Ramadan menjadi bulan paling mulia; malamnya lebih baik dari seribu bulan; dan pembacanya menjadi umat terbaik. Begitu dahsyatnya Kalam Allah, hingga umat Islam diperintahkan untuk mengikuti jejak Baginda bertirakat sebulan lamanya.

Membaca ulang peristiwa Nuzulul Quran tidak hanya memperbincangkan problematika transendental, namun masalah kemanusiaan. Sebagai kitab untuk umat manusia, tentu di dalamnya pesan-pesannya untuk manusia. Bahkan pada awal turunnya sekalipun ada selipan historis yang itu mengingatkan kita betapa persoalan kemanusiaan tak dapat diabaikan begitu saja.

***

Kalam Allah al-Azali itu melintas melalui Malaikat Jibril, lalu merasuk ke dalam diri Nabi Muhammad. Gambaran kedahsyatan saat itu seperti terekam dalam sebuah hadis yang cukup panjang. Saat jelang usia empat puluh tahun, Nabi Muhammad mulai menyelami dirinya dan sering tafakur untuk bermeditasi berhari-hari di Goa Hira.
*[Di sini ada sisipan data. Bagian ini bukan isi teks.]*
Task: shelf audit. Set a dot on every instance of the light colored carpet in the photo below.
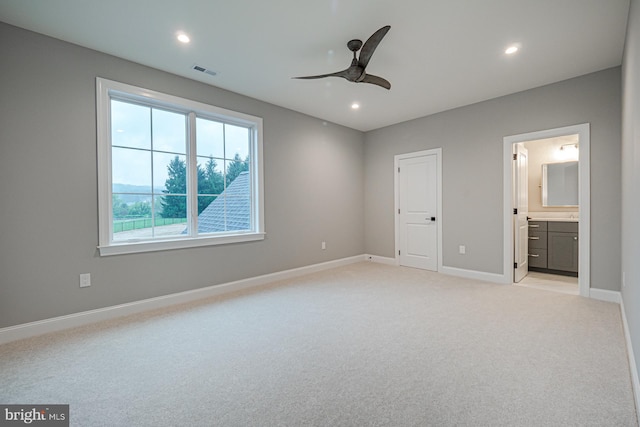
(362, 345)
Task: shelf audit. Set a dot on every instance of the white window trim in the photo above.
(104, 89)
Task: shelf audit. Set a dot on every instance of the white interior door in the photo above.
(521, 212)
(418, 231)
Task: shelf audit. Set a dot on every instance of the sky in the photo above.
(144, 141)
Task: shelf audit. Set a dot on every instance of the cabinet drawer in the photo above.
(537, 239)
(538, 225)
(563, 227)
(538, 258)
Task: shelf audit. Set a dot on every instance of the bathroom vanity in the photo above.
(553, 247)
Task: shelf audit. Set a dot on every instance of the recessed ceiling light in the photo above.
(511, 50)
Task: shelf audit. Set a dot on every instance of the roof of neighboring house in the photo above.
(231, 210)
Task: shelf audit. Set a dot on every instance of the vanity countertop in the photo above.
(556, 219)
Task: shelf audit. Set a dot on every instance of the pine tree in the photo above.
(236, 167)
(176, 183)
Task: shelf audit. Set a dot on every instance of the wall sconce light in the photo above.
(569, 152)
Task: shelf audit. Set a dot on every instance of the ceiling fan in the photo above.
(356, 72)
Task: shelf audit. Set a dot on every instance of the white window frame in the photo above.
(105, 90)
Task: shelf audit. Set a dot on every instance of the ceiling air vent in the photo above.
(204, 70)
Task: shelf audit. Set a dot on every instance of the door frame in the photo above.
(396, 188)
(584, 199)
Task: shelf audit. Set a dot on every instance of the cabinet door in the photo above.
(562, 251)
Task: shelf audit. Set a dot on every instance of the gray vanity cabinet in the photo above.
(553, 247)
(538, 244)
(562, 251)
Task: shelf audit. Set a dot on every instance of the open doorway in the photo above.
(529, 251)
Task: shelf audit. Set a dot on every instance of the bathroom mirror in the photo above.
(560, 184)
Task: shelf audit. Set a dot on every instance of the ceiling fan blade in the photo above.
(370, 46)
(370, 78)
(321, 76)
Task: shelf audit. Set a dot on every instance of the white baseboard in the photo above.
(27, 330)
(381, 259)
(635, 382)
(473, 274)
(605, 295)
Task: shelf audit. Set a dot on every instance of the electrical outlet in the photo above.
(85, 280)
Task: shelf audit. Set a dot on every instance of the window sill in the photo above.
(165, 245)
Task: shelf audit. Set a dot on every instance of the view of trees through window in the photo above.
(150, 170)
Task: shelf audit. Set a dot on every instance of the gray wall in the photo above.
(631, 177)
(314, 187)
(471, 138)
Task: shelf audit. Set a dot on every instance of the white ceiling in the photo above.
(438, 55)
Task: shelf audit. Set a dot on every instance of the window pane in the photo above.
(132, 229)
(238, 213)
(130, 125)
(166, 227)
(172, 207)
(234, 168)
(236, 142)
(209, 138)
(170, 172)
(210, 176)
(131, 167)
(169, 131)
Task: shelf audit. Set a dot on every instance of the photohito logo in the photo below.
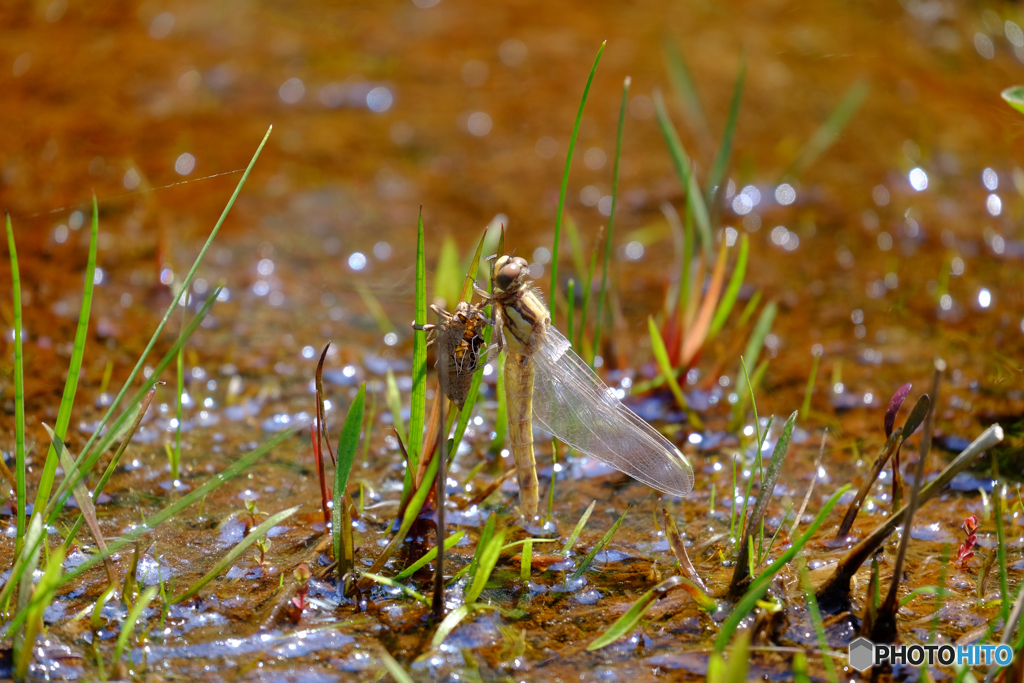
(864, 654)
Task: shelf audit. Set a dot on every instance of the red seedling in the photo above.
(966, 551)
(302, 575)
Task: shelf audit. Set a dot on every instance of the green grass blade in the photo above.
(731, 291)
(1000, 540)
(571, 308)
(393, 668)
(183, 503)
(502, 419)
(767, 487)
(757, 341)
(348, 442)
(488, 558)
(15, 278)
(725, 151)
(417, 408)
(572, 231)
(760, 585)
(486, 534)
(565, 183)
(84, 500)
(71, 385)
(806, 408)
(236, 552)
(448, 272)
(598, 548)
(578, 530)
(445, 628)
(170, 309)
(662, 356)
(118, 429)
(682, 164)
(526, 564)
(585, 308)
(429, 556)
(412, 512)
(819, 629)
(181, 387)
(624, 625)
(474, 393)
(828, 132)
(599, 315)
(393, 398)
(393, 583)
(128, 626)
(42, 595)
(685, 88)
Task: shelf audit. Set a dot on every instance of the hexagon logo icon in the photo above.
(861, 654)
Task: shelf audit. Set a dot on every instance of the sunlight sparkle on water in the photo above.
(984, 298)
(919, 179)
(990, 179)
(357, 261)
(993, 204)
(785, 195)
(184, 164)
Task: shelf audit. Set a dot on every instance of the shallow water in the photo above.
(380, 109)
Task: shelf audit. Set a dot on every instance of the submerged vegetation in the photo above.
(430, 564)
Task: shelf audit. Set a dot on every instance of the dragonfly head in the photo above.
(509, 269)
Puncaknya, pada suatu malam ketika beliau sedang tafakur dan beribadah, Malaikat Jibril muncul di hadapannya, dan memerintahkannya untuk membaca. Beliau gemetar, menggigil, ketakutan, seakan tak sanggup lagi membedakan antara yang nyata dan tidak nyata. Tubuh manusia ditaklukkan kekuatan Mahadahsyat, tapi beliau terus bertahan. Sampai saatnya muncul suara, “Iqra’…” Muhamamad menjawab, “ma ana bi qari`.” Terus berulang hingga tiga kali.

Bisa dibayangkan betapa susah dan gelisahnya Nabi ketika hendak menerima, lalu melafalkan ayat 1-5 Surat al-‘Alaq. Membacanya tak semudah saat ini yang, pada akhirnya tak menimbulkan bekas apa pun dalam diri. Tak ada sisa kecuali lafal-lafalnya menguap sebelum sempat difahami. Perhatian kita terhadapnya tak serumit peristiwa turunnya. Sesekali kita sapa, kala senggang, atau sapaan tahunan yang berarti basa basi.

Sementara Nabi berjuang dengan sangat keras. Menggingil, penuh peluh, keringat dingin bercucuran seakan berhadapan dengan maut. Beliau merasakan betul kelemahan sifat manusiawi, sekalipun sekadar menanggung kewajiban sehari-hari. Dari sini kita mendapatkan gambaran, kenapa Alquran begitu agung dan mulia dibanding kitab-kitab lain.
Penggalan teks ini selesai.